Both of these are words themselves, and a lower level of apple’s
definition would then be the definitions of these two words. Second,
“red” has a pointer to “fruit”, and the pointer is of type “modifies”.
A wide variety of such relational pointers provide the logical
structure necessary to complete the word definitions, and, since the
pointers are themselves expressed as axes, they take part in the
location of words in MS. Thus two words with identical axes, but with
differing relations among them, would appear to exist at different
locations. In addition to "modifies", there are such operators as
"contains", "precludes", "can_operate_on", and their logical inverses,
or passives: "is_contained_by", "is_precluded_by", and
"is_subject_to". The list of such operators is quite long, and since
the
program can learn to add new ones, it will increase. These operators
are exactly analogous to the labels of edges/vectors in semantic
network definitions.
(subfile 19.8: recognizing phrase types)
The mechanism for recognizing, storing, and defining this equivalence
is the "resonance" (see p.17 main file) that occurs between an object
"noun_with_article" and all the other phrases in training conversations
that follow the target phrase "I would like...". Any object that
directly follows such a phrase would be considered to be a single
element by certain Purr-puss modules, simply because it follows a
known, previously concatenated object. Each such element would acquire
an association to the target phrase. (These following-objects could be
of any complexity, summed or decomposed, etc.)

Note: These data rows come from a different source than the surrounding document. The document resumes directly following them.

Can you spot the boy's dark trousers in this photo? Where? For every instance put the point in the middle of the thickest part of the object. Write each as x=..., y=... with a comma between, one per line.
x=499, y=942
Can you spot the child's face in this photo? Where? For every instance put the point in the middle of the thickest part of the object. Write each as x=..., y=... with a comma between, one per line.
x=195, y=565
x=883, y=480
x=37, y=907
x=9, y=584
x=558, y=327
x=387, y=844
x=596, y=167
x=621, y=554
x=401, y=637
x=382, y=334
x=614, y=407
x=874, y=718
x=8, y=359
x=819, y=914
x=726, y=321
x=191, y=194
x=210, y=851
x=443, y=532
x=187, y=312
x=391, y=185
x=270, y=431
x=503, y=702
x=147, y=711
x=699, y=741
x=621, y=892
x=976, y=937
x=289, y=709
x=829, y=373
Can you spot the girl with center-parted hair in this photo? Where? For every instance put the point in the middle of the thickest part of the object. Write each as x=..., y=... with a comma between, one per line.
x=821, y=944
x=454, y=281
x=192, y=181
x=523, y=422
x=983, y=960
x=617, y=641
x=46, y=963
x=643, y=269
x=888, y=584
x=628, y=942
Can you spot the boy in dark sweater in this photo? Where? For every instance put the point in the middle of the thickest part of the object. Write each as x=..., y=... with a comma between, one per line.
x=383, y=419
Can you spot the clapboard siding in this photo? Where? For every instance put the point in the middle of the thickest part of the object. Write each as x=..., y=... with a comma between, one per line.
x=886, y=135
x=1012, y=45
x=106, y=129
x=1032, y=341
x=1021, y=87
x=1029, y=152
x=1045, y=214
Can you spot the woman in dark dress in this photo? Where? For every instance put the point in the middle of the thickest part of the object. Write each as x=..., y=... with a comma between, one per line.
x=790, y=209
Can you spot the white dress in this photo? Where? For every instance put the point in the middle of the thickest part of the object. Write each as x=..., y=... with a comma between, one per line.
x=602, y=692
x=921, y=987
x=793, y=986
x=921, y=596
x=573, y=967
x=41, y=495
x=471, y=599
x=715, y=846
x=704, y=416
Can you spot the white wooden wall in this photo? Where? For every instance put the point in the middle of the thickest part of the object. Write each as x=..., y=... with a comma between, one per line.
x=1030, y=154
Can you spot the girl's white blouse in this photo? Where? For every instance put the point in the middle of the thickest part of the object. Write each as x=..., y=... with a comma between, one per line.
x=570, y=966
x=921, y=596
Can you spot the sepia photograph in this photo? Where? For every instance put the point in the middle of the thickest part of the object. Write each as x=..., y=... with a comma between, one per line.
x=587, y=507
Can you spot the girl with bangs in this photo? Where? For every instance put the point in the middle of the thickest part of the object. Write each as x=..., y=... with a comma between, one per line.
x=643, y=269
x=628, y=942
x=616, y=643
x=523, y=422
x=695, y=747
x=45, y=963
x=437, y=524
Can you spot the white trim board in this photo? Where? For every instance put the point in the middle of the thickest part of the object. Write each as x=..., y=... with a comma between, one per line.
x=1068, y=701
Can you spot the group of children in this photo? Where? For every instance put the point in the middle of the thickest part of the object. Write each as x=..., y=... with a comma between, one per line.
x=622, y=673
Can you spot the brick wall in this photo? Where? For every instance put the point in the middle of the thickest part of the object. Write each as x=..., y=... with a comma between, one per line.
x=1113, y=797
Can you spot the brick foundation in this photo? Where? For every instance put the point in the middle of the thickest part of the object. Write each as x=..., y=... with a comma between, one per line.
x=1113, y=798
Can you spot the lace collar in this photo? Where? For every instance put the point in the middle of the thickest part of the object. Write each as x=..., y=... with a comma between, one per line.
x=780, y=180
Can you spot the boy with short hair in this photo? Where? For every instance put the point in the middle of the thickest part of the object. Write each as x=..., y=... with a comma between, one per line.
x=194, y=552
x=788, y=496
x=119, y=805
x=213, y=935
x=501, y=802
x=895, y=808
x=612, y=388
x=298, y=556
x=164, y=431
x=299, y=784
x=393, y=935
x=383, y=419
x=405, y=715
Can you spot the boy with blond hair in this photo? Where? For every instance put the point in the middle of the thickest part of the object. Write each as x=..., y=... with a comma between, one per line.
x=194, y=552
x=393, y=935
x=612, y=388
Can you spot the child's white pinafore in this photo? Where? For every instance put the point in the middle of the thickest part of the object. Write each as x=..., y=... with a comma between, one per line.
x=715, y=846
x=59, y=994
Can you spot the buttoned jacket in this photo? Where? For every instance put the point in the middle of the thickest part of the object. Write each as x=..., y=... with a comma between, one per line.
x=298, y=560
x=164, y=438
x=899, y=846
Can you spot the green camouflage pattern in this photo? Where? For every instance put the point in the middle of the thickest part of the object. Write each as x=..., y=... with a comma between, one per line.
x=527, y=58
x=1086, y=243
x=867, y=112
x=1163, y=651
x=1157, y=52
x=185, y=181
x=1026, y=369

The object "noun_with_article" exists every time the program observes
the appearance of two adjacent words, one of which matches the template
“noun” and the other which matches that for “article”. This sort of
reduced-world-view object is very important in the history of this
program (see CHANTER and CONVERSOR in part two.)
In addition to reduced-world-view Puss-windows, there are of course
windows that take in whatever is literally present. Therefore whenever
the phrase “I would like. . . “ occurs in the training set, followed by
a “a cat”, the program would store both “a cat” and “noun-with-article”
at a memory location defined by “I would like”.
All the associations with “a cat” are seen the same way as the ones
acquired by the object "noun_ with_article", when it follows the
original concatenated phrase "I would like…". The two groups of
associations then form part of a group called a resonance: “a cat” and
“noun-with-article” are said to resonate because of their equivalent
association from “I would like”. The smallest and simplest element of
this resonance is the noun/article object.
As the resonant group acquires more and more members, the program would
learn that this group is useful – simply because the target phrase
occurs often. Likewise, the program would not incorrectly learn
that other relationships are important via this same mechanism, simply
because they would not be repeated. Thus this mechanism wouldn't clog
up the process with irrelevant or useless information.